Un grand film. Huis-clos qui se teinte de suspense. Le film monte en intensité dans la deuxième partie, les décors sont très beaux aussi avec la prédominance de la couleur rouge, quatres femmes sont soumises au désir d"un maitre qu' on ne verra qu' en plan large, dans une demeure qui est aussi leurs prison... leurs rapports seront faits de méfiance, de ruse, de ressentiments et de vrais moments d'humanité. Mais chacun doit porter des masque...la franchise est dangereuse. Voila c'est finement dépeint, ca pourrait s'accommoder avec pas mal de situations de notre quotidien, je trouve "Je préfère etre morte que vivre sans espoirs " dit aussi Gong Li, ça méritait d'être dit. Avec un final impressionnant.
Quand la perfection de l'image rejoint l'intelligence du scénario... C'est un film profond, esthétiquement splendide, une guerre psychologique entres des femmes recluses pour le plaisir d'un seul homme. On contemple le film comme une oeuvre d'art de bout en bout. Un énorme chef d'oeuvre.
Un pur chef d'oeuvre de Yimou où l'asservissement de la femme est dévoilé avec justesse et intelligence. Gong Li tient là le rôle de sa vie et excelle comme jamais.

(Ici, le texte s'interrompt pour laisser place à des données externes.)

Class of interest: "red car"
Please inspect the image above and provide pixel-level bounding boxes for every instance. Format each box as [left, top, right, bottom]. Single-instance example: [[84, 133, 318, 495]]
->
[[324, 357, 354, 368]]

C'est un véritable scandale qu'une telle perle n'ai toujours pas eu le droit à être édité en DVD! A bon entendeur...
"Epouses et concubines" se distingue par la profondeur de son scénario, par les questions qu'il soulève et par la qualité de son interprétation (Gong Li y est, n'ayons pas peur des mots, merveilleuse...). Seules quelques lenteurs pourront paraître disproportionnées et entacher légèrement l'ensemble. Une superbe peinture sans concession de la Chine féodale...
Un magnifique film asiatique, a la mise en scene exceptionnelle, c'est filmé merveilleusement bien, dans des décors splendides et avec un style tres intéressant... et ce choix de ne pas montrer le visage du maitre afin de le rendre plus mystérieux... Une réelle ambiance est créée et ce passionnant rythme lent, presque sensuel, ne s'estompera pas un instant ! Les acteurs sont bons, tres naturels, mais pas du tout mous... Un film unique, plein de qualités, avec un scenario simple mais correctement mené, un œuvre intéressante et envoutante.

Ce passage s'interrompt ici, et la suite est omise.